Every year, over 500,000 women across the globe succumb to breast cancer. The good news is that mammography (breast cancer screening) can drastically reduce this number. For instance, a paper published in 2020 revealed that women who regularly undergo mammography have a 41% lower chance of dying from breast cancer.
The challenge is the shortage of qualified radiologists. Breast cancer screening is becoming increasingly difficult due to this shortage, in the US and globally.
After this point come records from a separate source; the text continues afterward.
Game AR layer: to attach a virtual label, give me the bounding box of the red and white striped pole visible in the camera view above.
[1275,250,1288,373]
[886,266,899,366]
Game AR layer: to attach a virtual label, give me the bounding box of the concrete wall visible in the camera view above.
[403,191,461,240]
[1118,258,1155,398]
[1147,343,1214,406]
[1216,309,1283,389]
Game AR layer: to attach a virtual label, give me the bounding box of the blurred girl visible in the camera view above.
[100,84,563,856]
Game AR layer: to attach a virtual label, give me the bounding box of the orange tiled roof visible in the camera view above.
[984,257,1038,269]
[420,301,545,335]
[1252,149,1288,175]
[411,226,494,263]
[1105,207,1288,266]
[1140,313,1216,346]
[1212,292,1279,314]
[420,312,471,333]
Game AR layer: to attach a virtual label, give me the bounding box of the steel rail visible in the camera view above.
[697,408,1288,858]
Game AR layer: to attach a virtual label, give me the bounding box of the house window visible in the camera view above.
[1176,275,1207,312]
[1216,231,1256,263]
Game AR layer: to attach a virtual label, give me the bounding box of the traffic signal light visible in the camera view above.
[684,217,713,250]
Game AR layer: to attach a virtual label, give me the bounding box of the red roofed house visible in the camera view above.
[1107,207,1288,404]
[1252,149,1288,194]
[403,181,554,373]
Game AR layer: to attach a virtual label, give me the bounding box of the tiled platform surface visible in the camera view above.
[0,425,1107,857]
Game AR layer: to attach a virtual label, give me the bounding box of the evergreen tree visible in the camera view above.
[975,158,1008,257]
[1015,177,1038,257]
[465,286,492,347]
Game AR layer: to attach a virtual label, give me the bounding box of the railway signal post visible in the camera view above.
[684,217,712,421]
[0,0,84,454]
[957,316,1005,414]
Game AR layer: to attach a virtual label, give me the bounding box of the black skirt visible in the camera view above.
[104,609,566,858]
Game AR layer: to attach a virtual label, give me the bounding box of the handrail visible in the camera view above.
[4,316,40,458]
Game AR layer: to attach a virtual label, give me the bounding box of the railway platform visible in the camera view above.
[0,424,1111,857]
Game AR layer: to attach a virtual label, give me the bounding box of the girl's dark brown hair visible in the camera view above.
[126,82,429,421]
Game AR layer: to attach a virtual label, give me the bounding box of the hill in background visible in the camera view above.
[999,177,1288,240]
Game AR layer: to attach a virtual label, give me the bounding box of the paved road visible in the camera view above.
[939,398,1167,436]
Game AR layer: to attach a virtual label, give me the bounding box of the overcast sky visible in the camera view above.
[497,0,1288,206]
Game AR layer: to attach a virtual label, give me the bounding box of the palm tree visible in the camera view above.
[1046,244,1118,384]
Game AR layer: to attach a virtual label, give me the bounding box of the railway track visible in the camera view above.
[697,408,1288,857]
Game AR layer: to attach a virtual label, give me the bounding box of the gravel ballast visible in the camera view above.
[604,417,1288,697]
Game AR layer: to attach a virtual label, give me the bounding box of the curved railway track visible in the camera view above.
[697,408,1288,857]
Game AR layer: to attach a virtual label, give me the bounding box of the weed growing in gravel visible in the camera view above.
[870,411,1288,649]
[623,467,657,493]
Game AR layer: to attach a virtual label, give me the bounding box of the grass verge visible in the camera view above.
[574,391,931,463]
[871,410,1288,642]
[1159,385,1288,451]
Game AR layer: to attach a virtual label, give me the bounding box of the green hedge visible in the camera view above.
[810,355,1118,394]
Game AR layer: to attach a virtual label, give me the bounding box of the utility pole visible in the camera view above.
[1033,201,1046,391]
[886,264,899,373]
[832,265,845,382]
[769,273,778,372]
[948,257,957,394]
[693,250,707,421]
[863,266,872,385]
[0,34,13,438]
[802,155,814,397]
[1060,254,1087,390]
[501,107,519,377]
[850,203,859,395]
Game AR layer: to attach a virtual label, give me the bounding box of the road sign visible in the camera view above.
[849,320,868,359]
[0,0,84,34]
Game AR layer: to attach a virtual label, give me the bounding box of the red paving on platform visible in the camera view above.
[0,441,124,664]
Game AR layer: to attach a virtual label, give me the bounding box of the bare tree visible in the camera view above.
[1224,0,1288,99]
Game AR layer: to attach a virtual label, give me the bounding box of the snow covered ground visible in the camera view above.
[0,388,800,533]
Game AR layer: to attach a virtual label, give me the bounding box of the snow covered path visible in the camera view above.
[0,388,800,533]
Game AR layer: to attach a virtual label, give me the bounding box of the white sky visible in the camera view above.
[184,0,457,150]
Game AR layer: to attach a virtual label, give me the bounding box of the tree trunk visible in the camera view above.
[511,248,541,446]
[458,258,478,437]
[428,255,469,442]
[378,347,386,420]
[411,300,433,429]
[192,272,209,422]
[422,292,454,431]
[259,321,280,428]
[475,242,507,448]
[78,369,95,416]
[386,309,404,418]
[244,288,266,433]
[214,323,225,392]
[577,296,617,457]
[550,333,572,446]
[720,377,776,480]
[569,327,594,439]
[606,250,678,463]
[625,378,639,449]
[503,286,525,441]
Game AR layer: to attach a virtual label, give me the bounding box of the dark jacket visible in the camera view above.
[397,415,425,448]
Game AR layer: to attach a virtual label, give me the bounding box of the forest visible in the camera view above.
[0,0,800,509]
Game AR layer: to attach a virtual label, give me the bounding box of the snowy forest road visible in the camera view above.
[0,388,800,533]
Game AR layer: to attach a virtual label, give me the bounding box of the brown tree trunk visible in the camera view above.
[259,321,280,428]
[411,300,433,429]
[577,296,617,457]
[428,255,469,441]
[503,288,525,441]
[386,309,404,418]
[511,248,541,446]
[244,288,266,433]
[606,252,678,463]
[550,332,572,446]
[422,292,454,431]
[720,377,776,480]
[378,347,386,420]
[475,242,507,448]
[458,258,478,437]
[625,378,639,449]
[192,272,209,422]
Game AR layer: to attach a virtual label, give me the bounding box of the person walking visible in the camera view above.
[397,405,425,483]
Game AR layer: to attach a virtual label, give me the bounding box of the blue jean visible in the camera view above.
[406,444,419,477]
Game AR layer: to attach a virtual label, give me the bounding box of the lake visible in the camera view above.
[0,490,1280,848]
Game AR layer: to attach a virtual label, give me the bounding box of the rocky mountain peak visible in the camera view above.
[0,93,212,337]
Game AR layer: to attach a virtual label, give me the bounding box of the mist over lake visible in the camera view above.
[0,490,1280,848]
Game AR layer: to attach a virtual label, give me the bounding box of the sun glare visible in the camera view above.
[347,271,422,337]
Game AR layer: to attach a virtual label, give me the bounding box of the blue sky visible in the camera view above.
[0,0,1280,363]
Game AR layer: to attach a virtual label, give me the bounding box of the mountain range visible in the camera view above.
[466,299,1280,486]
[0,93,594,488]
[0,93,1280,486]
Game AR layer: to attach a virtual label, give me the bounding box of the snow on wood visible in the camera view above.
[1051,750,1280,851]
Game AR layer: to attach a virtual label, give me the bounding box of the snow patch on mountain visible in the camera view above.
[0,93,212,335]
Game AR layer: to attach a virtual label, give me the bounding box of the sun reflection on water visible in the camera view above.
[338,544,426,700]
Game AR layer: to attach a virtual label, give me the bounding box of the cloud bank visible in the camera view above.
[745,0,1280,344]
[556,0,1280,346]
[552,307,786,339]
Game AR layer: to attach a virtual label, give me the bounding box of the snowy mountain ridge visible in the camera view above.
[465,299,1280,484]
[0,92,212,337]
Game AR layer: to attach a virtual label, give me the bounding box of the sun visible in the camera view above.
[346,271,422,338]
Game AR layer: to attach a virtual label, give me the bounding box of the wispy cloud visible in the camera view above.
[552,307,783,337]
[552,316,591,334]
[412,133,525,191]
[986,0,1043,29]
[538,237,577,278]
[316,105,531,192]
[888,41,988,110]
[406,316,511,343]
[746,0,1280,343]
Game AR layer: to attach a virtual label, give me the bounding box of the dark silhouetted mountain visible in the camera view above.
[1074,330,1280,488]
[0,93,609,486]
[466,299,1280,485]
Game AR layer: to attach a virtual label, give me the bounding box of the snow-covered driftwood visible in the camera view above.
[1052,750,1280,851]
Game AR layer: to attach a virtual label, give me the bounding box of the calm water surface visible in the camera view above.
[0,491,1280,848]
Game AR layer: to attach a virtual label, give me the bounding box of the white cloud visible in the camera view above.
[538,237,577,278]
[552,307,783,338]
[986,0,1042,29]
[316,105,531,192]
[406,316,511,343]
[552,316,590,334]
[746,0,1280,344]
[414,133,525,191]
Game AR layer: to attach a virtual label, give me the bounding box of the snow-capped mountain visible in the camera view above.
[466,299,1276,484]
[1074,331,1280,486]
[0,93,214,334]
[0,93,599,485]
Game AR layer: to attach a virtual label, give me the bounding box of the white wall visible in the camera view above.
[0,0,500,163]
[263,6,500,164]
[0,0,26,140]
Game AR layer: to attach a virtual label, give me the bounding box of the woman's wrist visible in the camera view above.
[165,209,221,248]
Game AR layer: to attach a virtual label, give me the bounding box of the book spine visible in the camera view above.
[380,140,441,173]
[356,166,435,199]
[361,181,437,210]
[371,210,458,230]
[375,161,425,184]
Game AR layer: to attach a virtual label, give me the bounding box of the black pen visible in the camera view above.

Additionally, the workload on existing doctors is only increasing. A new study reveals that using artificial intelligence for breast cancer screening can solve this problem.
The study authors trained a commercially available AI to detect and highlight suspicious lesions. When they tested their AI program for screening over 50,000 women, they found that AI can not only lessen the workload of radiologists but also improve diagnosis. Specifically, AI can reduce the number of false positive findings.
“AI may be safely implemented into breast cancer screening to reduce workload, reallocate radiologist resources to where they are most needed, lower false-positive recalls, and possibly detect a larger proportion of breast cancers in women attending screening,” Andreas D. Lauritzen, lead author, and a postdoc student at the University of Copenhagen, told ZME Science.
Here is how AI-assisted mammography works
The AI system used by the researchers for their study was trained using deep learning models. It is essentially a breast cancer detection tool that seeks suspicious lesions in mammograms.
This AI program has two stages. Firstly, it selects screenings, which are likely normal and can be read by a single radiologist instead of two. Secondly, it assists radiologists in reading screenings with elevated risk of breast cancer by displaying lesion markings.
The researchers conducted an interesting experiment to test the performance and accuracy of their AI program. They screened two groups: the first had 60,751 women whose mammograms were ready by two radiologists without AI; the second had 58,246 women who were screened for breast cancer by the AI.
If the AI program found the mammogram of a woman normal, it was further checked by one radiologist. However, if the AI noticed something suspicious, it was then checked by two radiologists. Overall, in the second group, 66.9% of these mammograms were single-read by one radiologist, and 33.1% were double-read with AI assistance.
When the study authors compared the mammography results of the two groups, they found that “Screening with AI improved the cancer detection rate (0.70% before AI vs 0.82% with AI), and decreased the radiologist reading workload by 33.5% (38 977 of 116 492 reads).”
AI also cut down false-positive findings
Being recalled for diagnostic tests as a result of false-positive findings is a problem for both the patient and the radiologists.
For instance, in Denmark, where the study is conducted, recalled patients have to go through diagnostic tests including palpation, ultrasound, supplemental mammography or tomosynthesis (3D mammogram), and possibly a needle biopsy. This is stressful, sometimes painful, and time-consuming.
“This is a very uncomfortable process and is associated with anxiety about the result. For radiologists, diagnostic testing is a very time-consuming task, and in terms of spent time, a single diagnostic test is equivalent to 50 screening reads,” Lauritzen said.
The results of the current study suggest that using AI for mammography can reduce the recall rate by 20% and significantly improve the positive predictive value (33.5% with AI versus 22.5% without AI).
Positive predictive value is a screening performance indicator that describes how well the screening program is at recalling women who have breast cancer and not recalling women who don’t have breast cancer.
“We recalled considerably fewer women who are healthy or have benign findings, which puts fewer women unnecessarily through the uncomfortable process of diagnostic testing. It also frees up time for the radiologists to spend time on women with a higher risk of having breast cancer,” Lauritzen added.
AI should be adopted, but with a strategy in mind
The study authors claim that their AI is very accurate and that any screening center or hospital can easily install such an AI system and start receiving reports within minutes of cancer testing. However, it’s important to use the system correctly in tandem with the radiologists.
“For instance, in our screening program, all screenings are read by at least one senior specialized breast radiologist who determines whether to recall. One cannot expect that AI alone can solve all the challenges related to breast cancer screening. We must extensively study,” Lauritzen told ZME Science.
Therefore, it is also important to develop a good strategy for how radiologists use and interact with AI. The study authors also hope that, in the future, AI will also be used to make screening more accessible for women in both developed and underdeveloped countries.
The study is published in the journal Radiology.